Zooming in on the RRF billions
The Recovery Files collective endeavours to understand the negotiations behind the member states’ presentation of so-called recovery plans.
These recovery plans are drawn up by the member state governments and are required for release of subsequent tranches of funding under the RRF scheme. They contain detailed spending allocation information and explanations concerning how the plans would result in efficient recovery and contribute to the overarching objectives of facilitating the EU’s green and digital transitions. The total RRF funds amount to some €723.8 billion, of which just under half of the funds are direct grants, the other parts comprising low-interest loans. The Commission, which has sought to popularise the scheme under the nomer ‘Next Generation EU’, issues bonds on the financial markets to raise the necessary funds.
Previously, Commission President personally assured the European Ombudsman of her commitment to the transparency of the RRF. The Recovery Files aim to probe the durability of that promise in practice. Last year, a collective of NGOs sounded the alarm bell, warning that with the limited transparency and weak oversight provisions in place, large-scale public funding fraud would be “very likely”. Indeed, currently, the Polish and Hungarian national plans are held up over concerns that the malfunctioning of the rule of law in these countries could negatively affect the effective and correct spending of RRF funds in these countries.
Pooled European journalism follows pooled European sovereignty
In their investigative work, the participating journalists of the Recovery Files have pooled resources and shared interviews, enabling them to present a comparative first snapshot of the Commission’s disclosure policy concerning documentation covering dialogues with member states over their national recovery plans (to be) submitted.
A host of experts were consulted, including prof. Päivi Leino-Sandberg and dr. Maarten Hillebrandt of the Erik Castrén Institute at the University of Helsinki, which hosts this blog.
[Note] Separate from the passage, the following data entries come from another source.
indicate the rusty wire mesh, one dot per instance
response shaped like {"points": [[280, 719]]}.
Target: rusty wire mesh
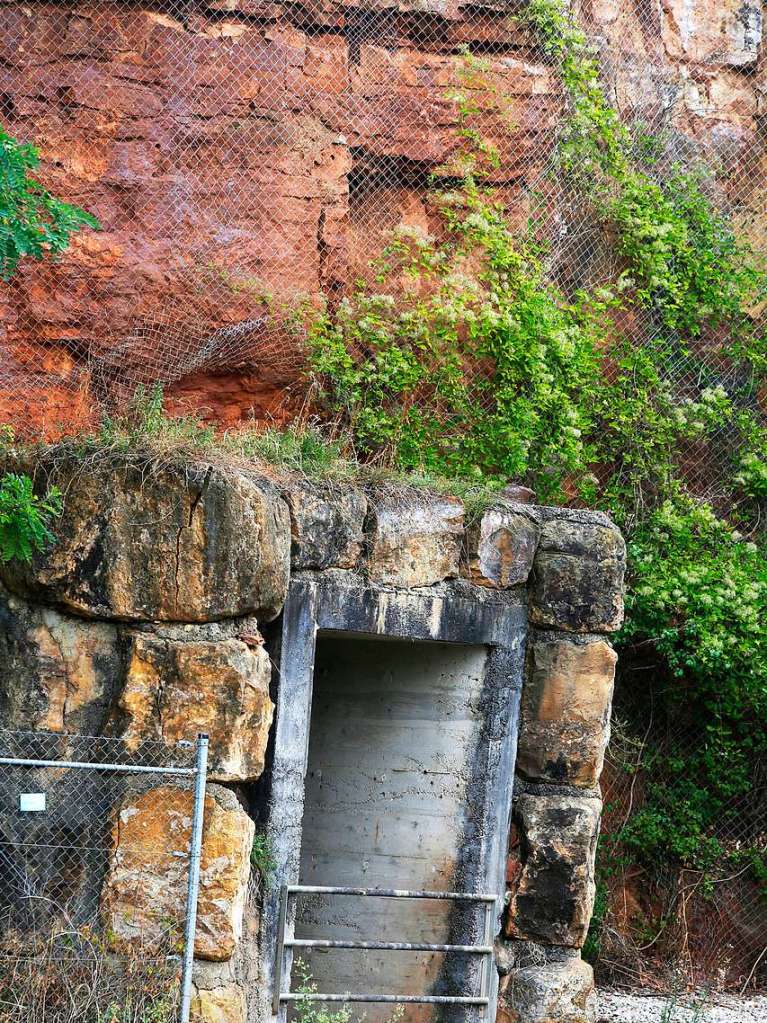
{"points": [[79, 936], [243, 157]]}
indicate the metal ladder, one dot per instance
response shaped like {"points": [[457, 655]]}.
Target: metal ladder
{"points": [[486, 949]]}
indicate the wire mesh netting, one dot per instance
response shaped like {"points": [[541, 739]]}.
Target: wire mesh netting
{"points": [[242, 158], [92, 905]]}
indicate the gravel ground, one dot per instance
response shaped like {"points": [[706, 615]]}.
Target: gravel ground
{"points": [[618, 1008]]}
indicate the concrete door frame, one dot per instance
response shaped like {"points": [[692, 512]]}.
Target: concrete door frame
{"points": [[451, 613]]}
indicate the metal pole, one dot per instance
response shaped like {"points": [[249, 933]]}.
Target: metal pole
{"points": [[195, 847]]}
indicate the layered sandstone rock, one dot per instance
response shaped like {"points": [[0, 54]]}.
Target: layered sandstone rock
{"points": [[57, 673], [414, 540], [165, 543], [500, 548], [144, 895], [223, 1005], [551, 892], [174, 690], [578, 576], [549, 992], [327, 527]]}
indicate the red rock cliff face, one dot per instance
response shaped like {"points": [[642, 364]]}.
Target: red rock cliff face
{"points": [[236, 151]]}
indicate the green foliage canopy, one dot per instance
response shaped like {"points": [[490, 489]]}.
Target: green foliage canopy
{"points": [[33, 222]]}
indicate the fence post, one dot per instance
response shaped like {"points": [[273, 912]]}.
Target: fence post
{"points": [[195, 846]]}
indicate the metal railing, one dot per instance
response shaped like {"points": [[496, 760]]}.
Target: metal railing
{"points": [[87, 807], [485, 949]]}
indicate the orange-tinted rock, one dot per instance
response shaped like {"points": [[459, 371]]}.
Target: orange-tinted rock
{"points": [[57, 673], [140, 541], [566, 703], [415, 540], [144, 895], [222, 1005]]}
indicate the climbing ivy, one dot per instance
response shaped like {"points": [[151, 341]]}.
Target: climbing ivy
{"points": [[464, 358]]}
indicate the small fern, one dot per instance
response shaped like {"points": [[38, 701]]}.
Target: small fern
{"points": [[26, 518]]}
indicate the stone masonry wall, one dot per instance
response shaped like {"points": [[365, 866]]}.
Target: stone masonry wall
{"points": [[145, 621]]}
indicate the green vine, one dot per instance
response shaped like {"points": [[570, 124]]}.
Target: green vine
{"points": [[33, 222]]}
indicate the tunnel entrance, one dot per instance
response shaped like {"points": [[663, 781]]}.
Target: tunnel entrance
{"points": [[393, 753], [394, 750]]}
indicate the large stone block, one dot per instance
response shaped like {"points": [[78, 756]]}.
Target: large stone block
{"points": [[551, 891], [578, 577], [164, 543], [175, 690], [144, 895], [566, 703], [222, 1005], [500, 548], [327, 527], [57, 673], [551, 992], [726, 32], [415, 539]]}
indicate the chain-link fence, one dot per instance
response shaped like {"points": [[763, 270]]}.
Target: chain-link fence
{"points": [[98, 878], [244, 157]]}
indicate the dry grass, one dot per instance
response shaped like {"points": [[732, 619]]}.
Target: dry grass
{"points": [[73, 977]]}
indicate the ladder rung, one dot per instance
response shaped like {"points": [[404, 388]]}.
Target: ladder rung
{"points": [[440, 999], [393, 893], [407, 946]]}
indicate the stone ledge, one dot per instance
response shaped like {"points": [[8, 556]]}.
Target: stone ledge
{"points": [[144, 893], [551, 992], [140, 541]]}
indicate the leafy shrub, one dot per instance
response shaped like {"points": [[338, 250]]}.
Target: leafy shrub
{"points": [[25, 518], [464, 372], [33, 222], [467, 361]]}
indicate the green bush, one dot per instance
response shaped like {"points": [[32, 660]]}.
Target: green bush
{"points": [[25, 518], [466, 360], [33, 222], [466, 374]]}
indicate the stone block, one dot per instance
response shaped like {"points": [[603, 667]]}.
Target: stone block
{"points": [[415, 539], [578, 577], [57, 673], [171, 543], [551, 992], [175, 690], [327, 528], [566, 701], [551, 891], [728, 32], [500, 548], [223, 1005], [144, 895]]}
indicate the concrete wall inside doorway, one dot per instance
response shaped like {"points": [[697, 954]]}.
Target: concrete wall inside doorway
{"points": [[393, 753]]}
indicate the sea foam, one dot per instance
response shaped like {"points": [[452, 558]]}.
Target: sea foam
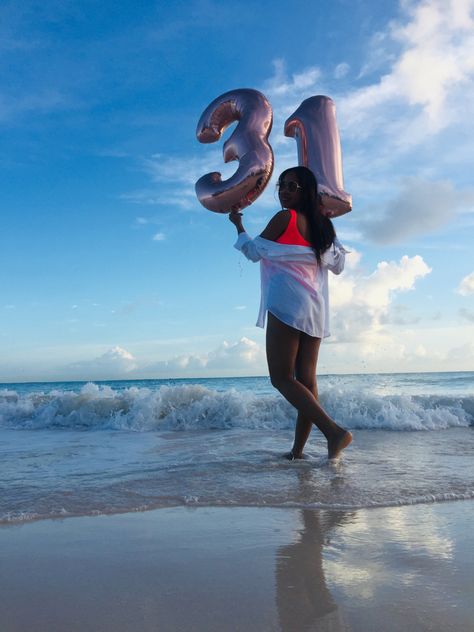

The journalists also used the EU’s access to documents law to request all relevant documents covering discussions between the Commission and their member state, allowing them to compare notes of the amount of openness given and reasons for non-disclosure provided by the Commission in each case.
The self-professed aim of the project is to compare national situations, especially going in search of patterns of fraud and embezzlement, and evidence of lobbying aimed at ‘greenwashing’ specific headers in proposed national plans.
The various participating news outlets coordinated the timing and content of the publications in order to maximise exposure and linguistic coverage, with stories appearing, next to English, in German, French, Italian, Spanish, Polish, Finnish, and other languages. Various prestigious legacy media, including die Welt and le Monde participate in the project, alongside smaller, more niche investigative media such as Zack Zack (Austria) and Onet (Poland).
The collective aims to make a concerted and tenacious effort to track Next Generation EU on an ongoing basis.
The recovery fund is all about economic growth, and its about the climate, and more green projects. But is this only on paper, or will this really happen? This is what we are going to check. Not just in the upcoming months, but I think, in the coming years, you will see a lot about the Recovery Files.
participating journalist Lise Witteman (FTM) stated.
The collaborative project receives a €50.000 grant from IJ4EU to enable its work.